当前MindSpore可以通过分进程启动和mpirun两种方式拉起分布式并行任务。

#### 通过多进程启动

在Ascend上执行，且不存在子Group通信时，可以通过多进程的方式启动分布式并行。

> 当某个对象存在维度未切满或对至少切分了两个维度时，模型并行会产生子Group通信。
>
> 即通过该方式启动时，`shard`内部的模型并行产生的通信只能发生在`world group`内部，所以指定的切分策略目前只能支持切一个维度。

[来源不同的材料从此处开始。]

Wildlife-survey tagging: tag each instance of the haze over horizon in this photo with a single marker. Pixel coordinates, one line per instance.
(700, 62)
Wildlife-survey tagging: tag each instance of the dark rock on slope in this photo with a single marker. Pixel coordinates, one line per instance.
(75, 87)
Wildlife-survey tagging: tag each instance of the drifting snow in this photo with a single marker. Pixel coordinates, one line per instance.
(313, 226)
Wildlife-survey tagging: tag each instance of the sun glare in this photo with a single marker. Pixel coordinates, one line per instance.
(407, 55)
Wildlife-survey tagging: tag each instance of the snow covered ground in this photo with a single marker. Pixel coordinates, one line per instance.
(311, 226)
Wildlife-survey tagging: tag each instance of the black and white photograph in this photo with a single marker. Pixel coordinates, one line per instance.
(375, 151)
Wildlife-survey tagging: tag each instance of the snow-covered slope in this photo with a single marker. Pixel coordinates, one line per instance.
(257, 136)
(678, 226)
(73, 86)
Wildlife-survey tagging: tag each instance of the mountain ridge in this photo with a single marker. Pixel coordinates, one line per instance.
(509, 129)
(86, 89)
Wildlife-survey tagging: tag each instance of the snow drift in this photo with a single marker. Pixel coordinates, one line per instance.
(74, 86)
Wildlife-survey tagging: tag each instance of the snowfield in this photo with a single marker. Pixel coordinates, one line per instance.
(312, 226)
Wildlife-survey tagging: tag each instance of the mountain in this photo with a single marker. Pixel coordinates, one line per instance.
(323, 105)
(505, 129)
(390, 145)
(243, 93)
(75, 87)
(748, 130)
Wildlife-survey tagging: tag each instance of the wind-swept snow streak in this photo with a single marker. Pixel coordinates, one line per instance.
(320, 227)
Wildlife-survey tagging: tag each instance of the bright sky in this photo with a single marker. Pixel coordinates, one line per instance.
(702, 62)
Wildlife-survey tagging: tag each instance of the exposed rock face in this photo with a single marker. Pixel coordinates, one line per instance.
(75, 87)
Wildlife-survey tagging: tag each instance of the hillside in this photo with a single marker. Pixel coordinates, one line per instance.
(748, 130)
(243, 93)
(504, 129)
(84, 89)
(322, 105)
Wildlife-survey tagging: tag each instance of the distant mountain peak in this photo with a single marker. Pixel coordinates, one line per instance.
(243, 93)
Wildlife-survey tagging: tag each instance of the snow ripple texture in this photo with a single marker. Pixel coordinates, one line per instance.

上述代码需要在配置分布式变量后才可以运行。Ascend环境需要配置RANK_TABLE_FILE、RANK_ID和DEVICE_ID。配置的过程请参考[此处](https://www.mindspore.cn/tutorials/experts/zh-CN/r2.1/parallel/train_ascend.html#配置分布式环境变量)。

Ascend分布式相关的环境变量有：

- RANK_TABLE_FILE：组网信息文件的路径。rank_table_file文件可以使用models代码仓中的hccl_tools.py生成，可以从[此处](https://gitee.com/mindspore/models/tree/r2.1/utils/hccl_tools)获取。
- DEVICE_ID：当前卡在机器上的实际序号。
- RANK_ID：当前卡的逻辑序号。

```bash
#!/bin/bash
set -e
echo "=============================================================================================================="
echo "Please run the script as: "
echo "bash run_shard_function_example.sh RANK_SIZE RANK_TABLE_FILE"
echo "For example: bash run_fusion_example.sh 8"
echo "It is better to use the absolute path."
echo "This example is expected to run on the Ascend environment."
echo "=============================================================================================================="
if [$# != 2]
then
    echo "Usage: bash run_shard_function_example.sh RANK_SIZE RANK_TABLE_FILE"
exit 1
fi
RANK_SIZE=$1
RANK_TABLE_FILE=$2
test_dist_8pcs()
{
    export RANK_TABLE_FILE=${RANK_TABLE_FILE}
    export RANK_SIZE=8
}
test_dist_${RANK_SIZE}pcs

for((i=0;i<${RANK_SIZE};i++))
do
    rm -rf device$i
    mkdir device$i
    cp ./shard_function_example.py ./device$i
    cd ./device$i
    export DEVICE_ID=$i
    export RANK_ID=$i
    echo "start training for device $i"
    env > env$i.log
    python ./shard_function_example.py > train.log$i 2>&1 &
    cd ../
done
echo "The program launch succeed, the log is under device0/train.log0."
```

在当前目录下配置完RANK_TABLE_FILE之后，下述的命令要求用户拥有8张Ascend 910设备。运行命令如下：

```bash
bash run_shard_function_example.sh 8 rank_table_8pcs.json
```

执行过程中，框架会自动为`shard`的输入函数进行算子级别的模型并行，每个算子的并行策略由框架搜索得到，整个过程用户无感知。可以按如下操作存图

```python
ms.set_context(save_graphs=2)
```

在`step_parallel_end.ir`中可以看到具体每一个算子的并行策略。

#### 通过mpirun启动

在Ascend和GPU上，可以通过mpirun的方式启动分布式并行，**该启动方式支持创建子Group通信**。运行命令如下：

```bash
mpirun -n ${DEVICE_NUM} --allow-run-as-root python ${PYTHON_SCRIPT_PATH}
```

以示例代码为例，启动8卡，对应的命令为：

```bash
mpirun -n 8 --allow-run-as-root python shard_function_example.py
```

> 注意，在Ascend上通过mpirun启动且子Group数量较多时，可能会碰到创建通信域失败的错误，具体报错信息如："Ascend collective Error: "HcclCommInitRootInfo failed. | Error Number 2"。可以减少`context`里的`max_device_memory`来给hccl预留足够的内存创建通信域。

## 使用限制

- 执行模式需设置为`PYNATIVE_MODE`，并行配置为`AUTO_PARALLEL`，`search_mode`为`sharding_propagation`。
- 支持嵌套`vmap`使用，使用时必须`shard`在外，`vmap`在内。
- 不支持`shard`嵌套使用。